Kutak Rock Attorneys Secure Colorado Supreme Court Decision in UMB Bank v. Landmark Towers AssociationNews | December 18, 2017
In a case decided on December 11, 2017 by the Colorado Supreme Court, Kutak Rock attorneys Neil L. Arney, Mia K. Della Cava and Thomas W. Snyder, representing Colorado Bondshares and UMB Bank, secured an important reversal of a Colorado Court of Appeals ruling which sent shock waves through the real estate, financial and legal communities. In UMB Bank, N.A. et al. v. Landmark Towers Association, Inc., the Colorado Supreme Court held that a challenge pursuant to the Tax Payers Bill of Rights (“TABOR”) years after the election took place was time-barred under C.R.S. § 1-11-213(4), which requires an election contest to be filed no later than 10 days after the certification of the results of an election.
In 2007, qualified electors held a TABOR election pursuant to the Colorado Special District Act, C.R.S. § 32-1,101, et seq., to approve the organization of a special tax district, the imposition of taxes and the issuance of bonds to finance a planned commercial and residential development. In June 2011, long after the certification of the results of the 2007 TABOR election, the Landmark Towers Association filed an action on behalf of its members, claiming the TABOR election was invalid because the qualified electors were not properly qualified and that purchase contract holders should have participated in the election.

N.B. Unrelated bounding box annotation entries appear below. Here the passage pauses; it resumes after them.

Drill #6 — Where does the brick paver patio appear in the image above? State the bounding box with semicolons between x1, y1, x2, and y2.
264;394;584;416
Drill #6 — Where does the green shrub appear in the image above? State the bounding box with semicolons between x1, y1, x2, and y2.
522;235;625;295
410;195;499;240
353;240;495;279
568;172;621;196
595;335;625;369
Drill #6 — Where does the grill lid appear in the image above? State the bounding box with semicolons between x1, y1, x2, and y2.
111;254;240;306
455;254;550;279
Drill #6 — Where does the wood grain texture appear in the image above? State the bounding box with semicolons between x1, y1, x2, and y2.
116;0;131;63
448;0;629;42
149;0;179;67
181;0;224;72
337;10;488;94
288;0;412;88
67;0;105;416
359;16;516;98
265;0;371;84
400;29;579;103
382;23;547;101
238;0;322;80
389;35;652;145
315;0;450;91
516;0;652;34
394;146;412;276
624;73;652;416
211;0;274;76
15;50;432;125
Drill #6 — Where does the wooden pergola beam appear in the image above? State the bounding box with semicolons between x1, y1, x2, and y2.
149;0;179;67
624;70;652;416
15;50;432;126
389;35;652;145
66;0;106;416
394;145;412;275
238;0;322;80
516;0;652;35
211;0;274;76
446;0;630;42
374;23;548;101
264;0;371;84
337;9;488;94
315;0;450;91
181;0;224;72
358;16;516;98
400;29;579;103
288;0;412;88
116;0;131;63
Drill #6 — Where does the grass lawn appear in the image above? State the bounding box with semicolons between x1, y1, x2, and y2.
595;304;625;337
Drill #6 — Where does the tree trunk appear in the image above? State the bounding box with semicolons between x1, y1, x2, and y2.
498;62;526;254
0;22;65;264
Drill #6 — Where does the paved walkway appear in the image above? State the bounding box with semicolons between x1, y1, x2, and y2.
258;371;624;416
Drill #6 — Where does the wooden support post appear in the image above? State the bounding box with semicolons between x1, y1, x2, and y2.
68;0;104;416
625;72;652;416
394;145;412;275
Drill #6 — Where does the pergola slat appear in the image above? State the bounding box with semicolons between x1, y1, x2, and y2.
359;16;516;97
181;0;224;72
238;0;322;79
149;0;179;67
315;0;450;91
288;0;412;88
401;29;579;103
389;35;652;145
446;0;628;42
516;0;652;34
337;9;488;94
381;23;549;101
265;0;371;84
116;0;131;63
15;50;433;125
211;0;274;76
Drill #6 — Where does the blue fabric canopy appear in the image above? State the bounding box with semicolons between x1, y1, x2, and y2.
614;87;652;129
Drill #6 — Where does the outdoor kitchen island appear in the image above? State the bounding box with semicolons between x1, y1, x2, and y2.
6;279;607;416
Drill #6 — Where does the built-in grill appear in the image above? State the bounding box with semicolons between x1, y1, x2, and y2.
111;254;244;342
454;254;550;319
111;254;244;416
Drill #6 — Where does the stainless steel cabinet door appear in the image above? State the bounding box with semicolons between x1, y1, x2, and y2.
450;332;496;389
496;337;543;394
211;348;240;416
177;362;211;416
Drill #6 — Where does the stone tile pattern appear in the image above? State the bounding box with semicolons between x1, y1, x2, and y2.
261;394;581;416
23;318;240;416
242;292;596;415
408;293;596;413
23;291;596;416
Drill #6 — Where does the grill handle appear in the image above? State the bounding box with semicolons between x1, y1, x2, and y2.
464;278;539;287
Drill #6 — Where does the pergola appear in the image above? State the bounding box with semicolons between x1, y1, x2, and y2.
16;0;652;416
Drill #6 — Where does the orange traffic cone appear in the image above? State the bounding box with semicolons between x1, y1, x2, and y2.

In 2016 the Court of Appeals ruled in favor of Landmark Towers Association, thereby casting doubt on the validity of previous special district elections and chilling the special district bond market in Colorado.
In arguments to the Colorado Supreme Court, counsel for both parties relied on the Colorado Supreme Court’s opinion in Cacioppo v. Eagle County School District Re-50J, 92 P.3d 453 (Colo. 2004), which held that “if the claim alleges that the ballot issue as passed cannot stand under the laws of this state, it is substantive in nature and thus not subject to the time requirements of…section 1-11-213, which governs the time for appeal concerning challenges to election results.”
Specifically, Landmark argued that the statute was equitably tolled on the grounds that the condominium owners allegedly learned about the special district election when they started receiving their property tax bills in 2009. However, the Colorado Supreme Court held that equitable tolling does not apply to C.R.S. § 1-11-213 because C.R.S. § 1-11-213 is a non-claim statute, not a statute of limitations. Non-claim statutes cannot be equitably tolled. Further, Landmark argued that the time bar does not apply because it concerns the substance of the election ballot issues and not the means by which the election results were obtained. Therefore, Landmark contended that the bond and tax election should be invalidated based on allegations that ineligible voters participated in the election and eligible electors did not receive notice of the election. However, the Colorado Supreme Court rejected this argument, holding that Landmark’s lawsuit raised a challenge to the means by which the election results were obtained, not the substance of the ballot issue. As a result, the Colorado Supreme Court held that “this is precisely the type of challenge” prohibited by Cacioppo and was “properly subject to section 1-11-213(4)’s time bar.”
“The opinion of the Colorado Supreme Court brings certainty and finality back to the public finance market,” said attorney Neil L. Arney. “This case, combined with the Cacioppo decision, will protect the Colorado bond market and the special district elections throughout Colorado from the ambiguity of election contests brought after districts were formed, bonds were issued and property taxes were levied.”